The Ada Poems by Cynthia Zarin

A dazzling story of obsessive love emerges in Cynthia Zarin’s luminous new book inspired and inhabited by the title character of Nabokov’s novel Ada, or Ardor: A Family Chronicle, who was the lifelong love of her half brother, Van.

These electric poems are set in a Nabokovian landscape of memory in which real places, people, and things—the exploration of the Hudson River, Edwardian London, sunflowers, Chekhov, Harlem, decks of cards, the death of Solzhenitsyn, morpho butterflies—collide with the speaker’s own protean tale of desire and loss. With a string of brilliant contemporary sonnets as its spine, the book is a headlong display of mastery and sorrow: in the opening poem, “Birch,” the poet writes “Abide with me, arrive / at its skinned branches, its arms pulled / from the sapling . . . the birch all elbows, taking us in.” But Zarin does not “Destroy and forget” as Nabokov’s witty, tender Ada would have her do; rather, as she writes in “Fugue: Pilgrim Valley,” “The past’s / clear colors make the future dim, Lethe’s / swale lined with willow twigs.” Like all enduring love poetry, these poems are a gorgeous refusal to forget.

A riveting, high-stakes performance by one of our major poets, The Ada Poems extends the reach of American poetry.

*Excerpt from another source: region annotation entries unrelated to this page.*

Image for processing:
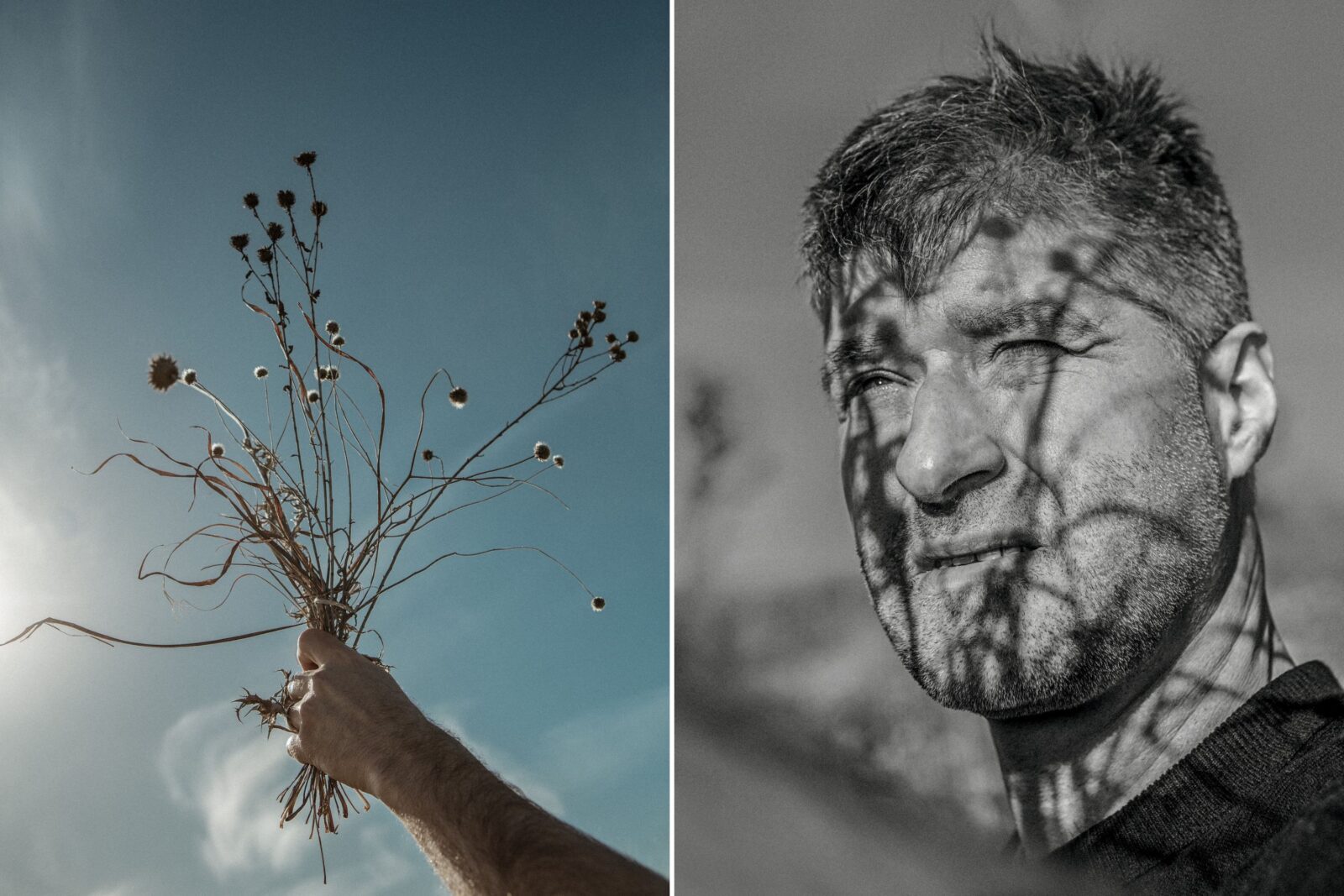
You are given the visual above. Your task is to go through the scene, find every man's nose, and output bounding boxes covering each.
[896,374,1005,504]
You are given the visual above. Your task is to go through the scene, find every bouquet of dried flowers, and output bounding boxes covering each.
[0,152,638,880]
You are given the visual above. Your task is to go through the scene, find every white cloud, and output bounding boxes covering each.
[159,705,312,878]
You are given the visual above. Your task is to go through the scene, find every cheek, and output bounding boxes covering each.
[840,410,903,527]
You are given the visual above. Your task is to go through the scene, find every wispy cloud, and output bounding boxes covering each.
[159,705,309,878]
[539,688,668,793]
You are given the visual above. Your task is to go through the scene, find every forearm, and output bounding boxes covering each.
[378,724,668,896]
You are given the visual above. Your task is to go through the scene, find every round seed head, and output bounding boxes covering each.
[150,354,179,392]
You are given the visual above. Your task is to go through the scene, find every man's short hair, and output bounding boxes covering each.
[802,36,1250,359]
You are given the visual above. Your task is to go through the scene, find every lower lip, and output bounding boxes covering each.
[916,548,1037,587]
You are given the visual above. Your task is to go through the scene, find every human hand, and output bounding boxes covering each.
[286,629,445,802]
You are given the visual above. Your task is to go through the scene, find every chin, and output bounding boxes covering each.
[875,567,1165,719]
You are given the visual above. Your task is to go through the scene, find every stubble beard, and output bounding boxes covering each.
[858,389,1230,719]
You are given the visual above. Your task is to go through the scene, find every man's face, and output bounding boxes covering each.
[827,226,1228,717]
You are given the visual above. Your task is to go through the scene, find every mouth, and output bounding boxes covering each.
[916,537,1040,574]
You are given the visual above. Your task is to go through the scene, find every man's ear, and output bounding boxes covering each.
[1201,321,1278,482]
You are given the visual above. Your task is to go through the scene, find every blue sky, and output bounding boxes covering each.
[0,2,669,896]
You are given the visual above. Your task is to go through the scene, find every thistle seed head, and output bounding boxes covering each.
[150,354,180,392]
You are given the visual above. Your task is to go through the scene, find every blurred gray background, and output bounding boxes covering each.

Cynthia Zarin was born in New York City and educated at Harvard and Columbia. She is the author of three previous books of poetry—The Watercourse, Fire Lyric, and The Swordfish Tooth—and several books for children. She is a longtime contributor to The New Yorker. The recipient of fellowships from the National Endowment for the Arts and the Ingram Merrill Foundation, and winner of the Peter I. B. Lavan Younger Poets Award and the Los Angeles Times Book Prize, she teaches at Yale and lives in New York City.